Everyone's A Critic: A roundup of comic-related reviews and thinkpieces

• Having offered what may become the definitive critical take on Kingdom Come, Tim O'Neil looks at Alex Ross' follow-up project, Earth X:

So, if Kingdom Come is about the reassertion of classically Juedo-Christian concepts of morality as filtered through fifty-and-sixty-year-old superhero comics, what's the take-away for Earth X? Essentially, the story is about what happens when the superheroes begin to realize just how much their lives have been influenced by the interference of amoral space gods - down to the very ideas of morality and ethicality.

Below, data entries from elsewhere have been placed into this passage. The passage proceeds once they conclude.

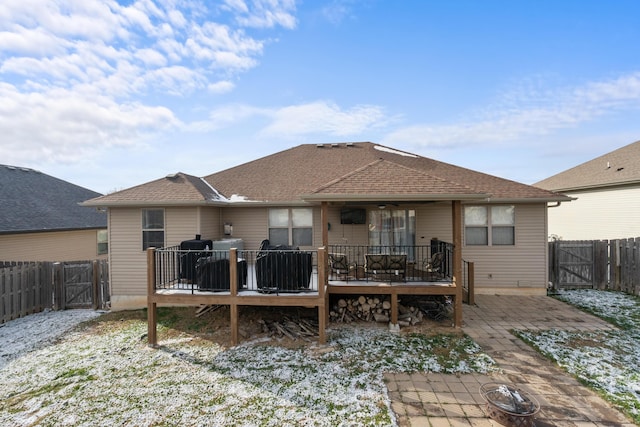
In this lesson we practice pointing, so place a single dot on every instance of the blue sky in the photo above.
(112, 94)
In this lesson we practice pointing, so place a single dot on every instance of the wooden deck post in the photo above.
(324, 220)
(471, 277)
(152, 314)
(95, 280)
(233, 287)
(323, 306)
(394, 308)
(456, 217)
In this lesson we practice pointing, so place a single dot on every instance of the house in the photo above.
(607, 195)
(342, 196)
(41, 219)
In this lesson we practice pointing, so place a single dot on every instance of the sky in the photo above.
(111, 94)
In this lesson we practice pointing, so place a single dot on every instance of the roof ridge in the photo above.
(347, 175)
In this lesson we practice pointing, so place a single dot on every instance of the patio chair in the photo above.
(433, 265)
(340, 266)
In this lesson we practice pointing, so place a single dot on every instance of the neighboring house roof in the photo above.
(346, 171)
(619, 167)
(31, 201)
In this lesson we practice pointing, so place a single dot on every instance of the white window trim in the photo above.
(489, 226)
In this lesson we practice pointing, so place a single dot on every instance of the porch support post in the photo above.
(322, 297)
(456, 214)
(233, 287)
(152, 315)
(324, 219)
(394, 308)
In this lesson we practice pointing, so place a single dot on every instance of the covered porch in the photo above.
(306, 278)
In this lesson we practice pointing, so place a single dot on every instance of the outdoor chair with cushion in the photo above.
(433, 266)
(339, 266)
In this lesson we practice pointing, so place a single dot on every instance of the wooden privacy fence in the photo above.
(31, 287)
(596, 264)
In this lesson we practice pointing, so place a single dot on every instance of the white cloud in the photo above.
(71, 70)
(324, 117)
(60, 125)
(264, 13)
(221, 87)
(526, 112)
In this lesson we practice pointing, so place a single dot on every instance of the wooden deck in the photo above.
(318, 298)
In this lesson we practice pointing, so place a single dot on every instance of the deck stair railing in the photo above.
(263, 271)
(397, 263)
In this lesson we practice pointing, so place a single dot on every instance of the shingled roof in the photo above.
(31, 201)
(339, 171)
(175, 189)
(619, 167)
(312, 171)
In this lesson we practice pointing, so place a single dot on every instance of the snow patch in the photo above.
(393, 151)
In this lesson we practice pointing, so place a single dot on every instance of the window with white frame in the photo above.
(489, 225)
(392, 227)
(291, 226)
(103, 242)
(152, 228)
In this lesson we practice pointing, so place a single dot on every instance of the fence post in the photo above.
(58, 288)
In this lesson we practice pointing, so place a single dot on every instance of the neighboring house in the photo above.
(607, 193)
(41, 219)
(302, 196)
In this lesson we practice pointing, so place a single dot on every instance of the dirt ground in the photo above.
(254, 322)
(214, 324)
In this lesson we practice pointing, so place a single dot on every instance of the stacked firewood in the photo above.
(368, 309)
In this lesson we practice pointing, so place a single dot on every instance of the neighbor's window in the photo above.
(291, 226)
(489, 225)
(103, 242)
(152, 228)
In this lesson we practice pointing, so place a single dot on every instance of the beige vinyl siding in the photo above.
(73, 245)
(597, 215)
(249, 224)
(210, 225)
(180, 223)
(127, 260)
(433, 221)
(523, 265)
(342, 234)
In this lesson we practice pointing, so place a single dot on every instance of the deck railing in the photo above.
(264, 271)
(399, 263)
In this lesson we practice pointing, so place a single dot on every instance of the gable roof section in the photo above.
(314, 172)
(618, 167)
(175, 189)
(31, 201)
(385, 180)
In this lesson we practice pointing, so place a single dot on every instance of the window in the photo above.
(493, 225)
(393, 227)
(152, 228)
(291, 226)
(103, 242)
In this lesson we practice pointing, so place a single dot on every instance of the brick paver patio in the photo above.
(436, 400)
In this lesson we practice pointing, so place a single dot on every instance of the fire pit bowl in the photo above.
(509, 405)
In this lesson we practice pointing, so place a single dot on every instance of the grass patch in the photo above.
(605, 361)
(105, 373)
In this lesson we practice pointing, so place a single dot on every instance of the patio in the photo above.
(434, 399)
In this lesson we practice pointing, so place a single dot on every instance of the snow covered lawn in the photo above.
(105, 374)
(607, 361)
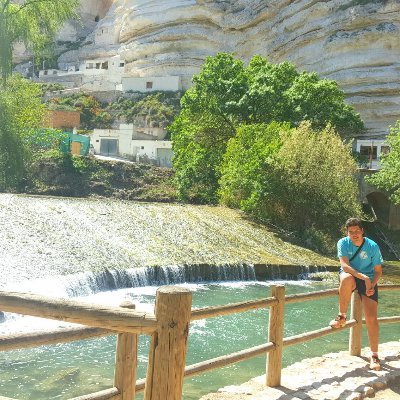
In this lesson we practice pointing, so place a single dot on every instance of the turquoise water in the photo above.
(68, 370)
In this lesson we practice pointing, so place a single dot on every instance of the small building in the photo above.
(151, 83)
(371, 151)
(126, 143)
(63, 119)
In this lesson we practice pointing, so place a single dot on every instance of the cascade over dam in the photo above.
(105, 240)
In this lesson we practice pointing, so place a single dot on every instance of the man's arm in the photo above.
(345, 264)
(377, 274)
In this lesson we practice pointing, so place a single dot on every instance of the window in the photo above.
(369, 151)
(385, 149)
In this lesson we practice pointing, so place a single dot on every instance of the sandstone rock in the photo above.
(355, 43)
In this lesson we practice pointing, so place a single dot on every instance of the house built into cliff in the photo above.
(134, 143)
(371, 151)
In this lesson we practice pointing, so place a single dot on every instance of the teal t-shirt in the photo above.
(366, 260)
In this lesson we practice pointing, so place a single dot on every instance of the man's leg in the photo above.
(346, 287)
(370, 308)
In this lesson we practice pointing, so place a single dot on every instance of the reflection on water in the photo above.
(67, 370)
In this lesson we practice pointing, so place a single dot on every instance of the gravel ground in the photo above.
(47, 236)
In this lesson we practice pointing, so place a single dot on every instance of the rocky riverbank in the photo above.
(334, 376)
(48, 236)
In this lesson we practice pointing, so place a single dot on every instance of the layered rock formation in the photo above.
(355, 42)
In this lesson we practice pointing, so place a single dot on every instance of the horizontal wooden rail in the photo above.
(295, 298)
(113, 318)
(107, 394)
(232, 358)
(387, 320)
(305, 337)
(210, 312)
(389, 287)
(59, 335)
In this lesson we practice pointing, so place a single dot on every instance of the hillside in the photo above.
(353, 42)
(42, 236)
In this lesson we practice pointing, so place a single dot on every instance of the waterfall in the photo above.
(88, 283)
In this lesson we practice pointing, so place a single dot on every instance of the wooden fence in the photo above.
(169, 330)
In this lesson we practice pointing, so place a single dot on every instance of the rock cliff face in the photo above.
(355, 42)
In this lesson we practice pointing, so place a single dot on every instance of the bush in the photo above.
(298, 178)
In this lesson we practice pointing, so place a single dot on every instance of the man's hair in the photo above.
(354, 222)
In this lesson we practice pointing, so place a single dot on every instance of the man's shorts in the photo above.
(360, 286)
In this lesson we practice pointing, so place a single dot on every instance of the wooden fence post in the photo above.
(165, 371)
(356, 330)
(275, 335)
(126, 362)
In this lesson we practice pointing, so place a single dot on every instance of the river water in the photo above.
(68, 370)
(107, 251)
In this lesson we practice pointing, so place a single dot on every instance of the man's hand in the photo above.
(370, 291)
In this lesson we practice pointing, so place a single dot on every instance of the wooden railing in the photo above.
(169, 329)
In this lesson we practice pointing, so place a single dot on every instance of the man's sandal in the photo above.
(375, 363)
(338, 322)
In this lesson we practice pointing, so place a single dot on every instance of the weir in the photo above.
(88, 283)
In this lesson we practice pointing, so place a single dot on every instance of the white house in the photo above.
(127, 143)
(371, 150)
(151, 83)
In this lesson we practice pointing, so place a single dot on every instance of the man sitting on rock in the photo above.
(361, 269)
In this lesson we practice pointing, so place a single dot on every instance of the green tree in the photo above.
(314, 180)
(152, 108)
(388, 177)
(93, 114)
(33, 22)
(298, 178)
(230, 94)
(21, 113)
(245, 178)
(196, 159)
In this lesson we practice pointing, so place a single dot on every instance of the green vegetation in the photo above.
(298, 178)
(33, 22)
(227, 94)
(93, 113)
(158, 108)
(239, 139)
(388, 177)
(21, 113)
(55, 173)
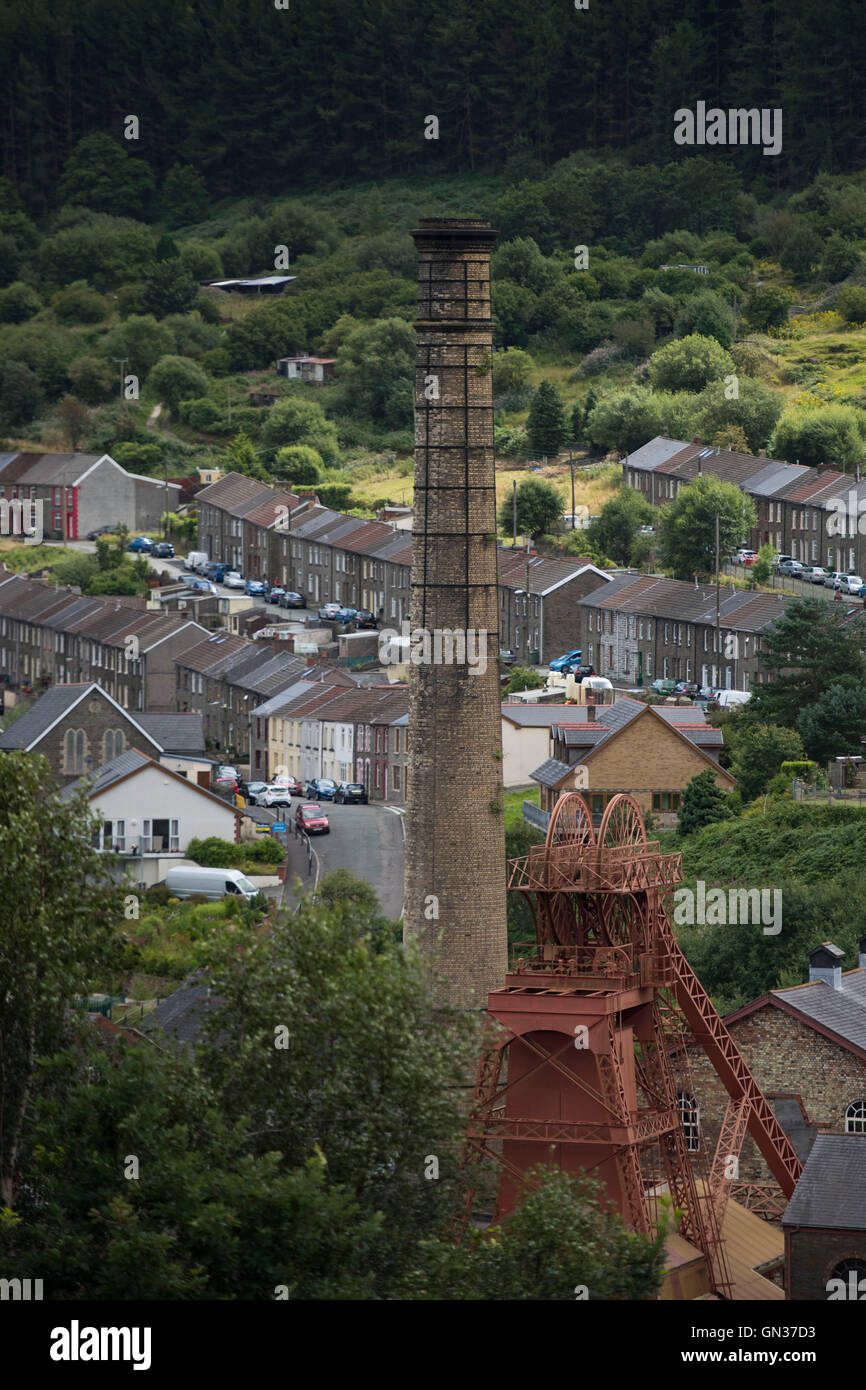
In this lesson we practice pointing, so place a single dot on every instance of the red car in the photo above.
(312, 819)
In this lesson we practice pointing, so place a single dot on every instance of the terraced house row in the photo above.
(328, 556)
(813, 514)
(53, 635)
(640, 628)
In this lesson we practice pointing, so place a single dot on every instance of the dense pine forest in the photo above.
(259, 97)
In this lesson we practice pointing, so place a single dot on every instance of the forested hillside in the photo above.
(259, 97)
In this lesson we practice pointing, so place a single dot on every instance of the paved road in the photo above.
(366, 840)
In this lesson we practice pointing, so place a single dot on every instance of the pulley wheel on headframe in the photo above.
(622, 824)
(570, 823)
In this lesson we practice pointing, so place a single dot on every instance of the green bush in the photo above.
(216, 854)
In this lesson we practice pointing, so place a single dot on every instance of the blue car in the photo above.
(559, 663)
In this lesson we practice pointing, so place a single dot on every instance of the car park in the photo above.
(275, 794)
(323, 788)
(312, 819)
(291, 599)
(348, 792)
(364, 617)
(559, 663)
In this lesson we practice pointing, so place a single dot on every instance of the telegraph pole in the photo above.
(717, 608)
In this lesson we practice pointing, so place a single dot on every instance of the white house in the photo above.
(150, 813)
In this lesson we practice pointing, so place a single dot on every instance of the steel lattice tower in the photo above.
(455, 838)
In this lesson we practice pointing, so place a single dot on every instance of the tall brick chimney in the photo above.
(455, 833)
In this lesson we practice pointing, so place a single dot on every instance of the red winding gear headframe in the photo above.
(588, 1037)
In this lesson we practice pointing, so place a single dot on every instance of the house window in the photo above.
(113, 744)
(691, 1121)
(855, 1118)
(75, 744)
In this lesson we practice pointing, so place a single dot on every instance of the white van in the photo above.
(727, 698)
(210, 883)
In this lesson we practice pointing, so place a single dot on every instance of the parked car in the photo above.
(210, 883)
(559, 663)
(364, 617)
(312, 819)
(348, 792)
(111, 528)
(275, 794)
(291, 599)
(323, 788)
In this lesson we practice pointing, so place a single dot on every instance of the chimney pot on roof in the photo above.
(826, 963)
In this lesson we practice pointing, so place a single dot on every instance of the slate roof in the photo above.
(47, 709)
(174, 733)
(551, 773)
(840, 1011)
(831, 1190)
(184, 1014)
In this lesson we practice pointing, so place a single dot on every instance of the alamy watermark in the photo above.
(737, 125)
(441, 647)
(737, 906)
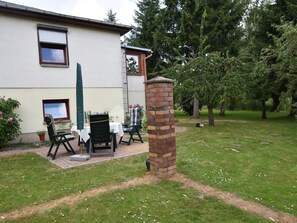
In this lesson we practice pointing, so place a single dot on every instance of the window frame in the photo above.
(140, 63)
(52, 101)
(51, 45)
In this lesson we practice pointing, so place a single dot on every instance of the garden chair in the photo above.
(134, 129)
(57, 138)
(101, 138)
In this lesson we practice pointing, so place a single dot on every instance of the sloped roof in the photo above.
(25, 11)
(146, 50)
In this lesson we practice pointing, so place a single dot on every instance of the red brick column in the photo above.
(161, 132)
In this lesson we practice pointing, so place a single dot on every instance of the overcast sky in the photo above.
(93, 9)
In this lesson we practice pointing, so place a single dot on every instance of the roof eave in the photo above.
(56, 17)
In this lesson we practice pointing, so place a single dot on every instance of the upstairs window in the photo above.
(132, 64)
(53, 43)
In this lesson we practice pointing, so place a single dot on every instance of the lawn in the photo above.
(242, 154)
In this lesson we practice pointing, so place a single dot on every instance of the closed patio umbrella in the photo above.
(79, 113)
(79, 98)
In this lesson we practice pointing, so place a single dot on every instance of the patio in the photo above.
(63, 158)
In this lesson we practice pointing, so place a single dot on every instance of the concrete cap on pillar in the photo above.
(159, 79)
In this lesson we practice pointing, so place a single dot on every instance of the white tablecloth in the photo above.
(84, 133)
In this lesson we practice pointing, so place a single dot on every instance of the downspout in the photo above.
(151, 54)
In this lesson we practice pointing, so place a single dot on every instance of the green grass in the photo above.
(254, 158)
(165, 202)
(242, 154)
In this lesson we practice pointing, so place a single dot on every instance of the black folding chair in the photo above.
(57, 138)
(101, 138)
(134, 129)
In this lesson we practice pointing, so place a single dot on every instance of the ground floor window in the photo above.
(58, 108)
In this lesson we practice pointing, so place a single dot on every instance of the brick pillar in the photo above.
(161, 132)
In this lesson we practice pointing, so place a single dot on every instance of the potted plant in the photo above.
(41, 134)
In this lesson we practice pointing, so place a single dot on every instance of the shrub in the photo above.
(9, 121)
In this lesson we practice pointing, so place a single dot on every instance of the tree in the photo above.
(111, 16)
(9, 121)
(286, 52)
(208, 26)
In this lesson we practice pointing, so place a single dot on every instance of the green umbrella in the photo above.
(79, 101)
(79, 98)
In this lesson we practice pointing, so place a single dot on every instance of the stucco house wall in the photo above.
(23, 78)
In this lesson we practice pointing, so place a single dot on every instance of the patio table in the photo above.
(116, 127)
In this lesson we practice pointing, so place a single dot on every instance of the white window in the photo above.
(53, 48)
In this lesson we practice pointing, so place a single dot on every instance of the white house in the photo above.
(39, 51)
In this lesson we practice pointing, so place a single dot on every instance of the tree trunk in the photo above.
(263, 110)
(196, 108)
(223, 108)
(275, 102)
(210, 114)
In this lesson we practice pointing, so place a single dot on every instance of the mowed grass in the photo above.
(242, 154)
(29, 179)
(254, 158)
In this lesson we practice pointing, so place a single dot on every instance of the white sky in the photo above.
(93, 9)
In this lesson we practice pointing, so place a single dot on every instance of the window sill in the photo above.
(135, 74)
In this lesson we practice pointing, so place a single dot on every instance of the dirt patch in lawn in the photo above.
(76, 198)
(234, 200)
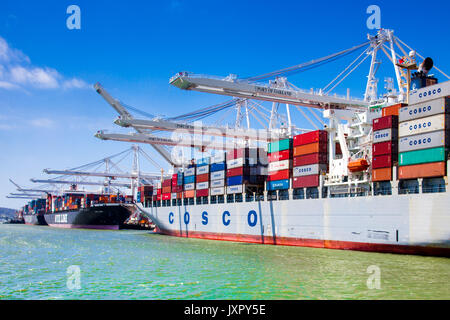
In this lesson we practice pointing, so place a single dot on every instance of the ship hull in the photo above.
(34, 219)
(106, 216)
(397, 224)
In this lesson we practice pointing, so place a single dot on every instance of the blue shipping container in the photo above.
(189, 179)
(218, 167)
(278, 185)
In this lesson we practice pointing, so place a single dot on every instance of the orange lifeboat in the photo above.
(358, 165)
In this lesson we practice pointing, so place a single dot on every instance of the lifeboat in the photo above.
(358, 165)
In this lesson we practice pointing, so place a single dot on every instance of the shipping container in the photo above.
(189, 172)
(279, 175)
(384, 135)
(422, 156)
(305, 181)
(279, 145)
(309, 169)
(218, 167)
(189, 186)
(392, 110)
(280, 155)
(383, 161)
(382, 174)
(429, 93)
(424, 141)
(430, 108)
(426, 170)
(316, 147)
(202, 178)
(423, 125)
(189, 179)
(202, 185)
(280, 165)
(218, 175)
(310, 159)
(388, 147)
(310, 137)
(202, 170)
(189, 194)
(217, 183)
(384, 123)
(235, 189)
(278, 185)
(217, 191)
(202, 192)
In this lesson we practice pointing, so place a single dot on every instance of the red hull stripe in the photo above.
(314, 243)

• I don't mean to keep linking to The Hooded Utilitarian, but they have a new contributor, "Kinukitty," who will be doing a regular column on yaoi and BL-themed manga. She kicks things off with a look at Aya Kanno's Blank Slate:

The boy on the cover is pretty. So pretty. All the major characters are pretty. Cool, angsty-looking pretty boys with big guns. Did I mention that they're pretty? They really are. I'm not sure who's who all the time. I'm not always sure what's happening. Don't misunderstand – we're not talking about confusion that rips space and time. We're talking about a series of brow-furrowing, minor WTF moments that end with a quiet snort of "Oh, I don't care anyway."

• While you're there I also recommend checking out Tom Crippen's essay on Rorschach.

• Speaking of manga, David Welsh examines Mari Okazaki's Suppli at the Comics Reporter. Also at CR, Bart Beaty praises New Wanted by Laurent Cilluffo.

Rob Clough looks at the work of emerging artist Juliacks: "It can be a bit daunting to engage these sorts of comics; they demand that you accept them on their own terms or not at all. They can be difficult to begin and adjust to as a reader. Of course, once a reader has locked into this style, the stories become impossible to put down."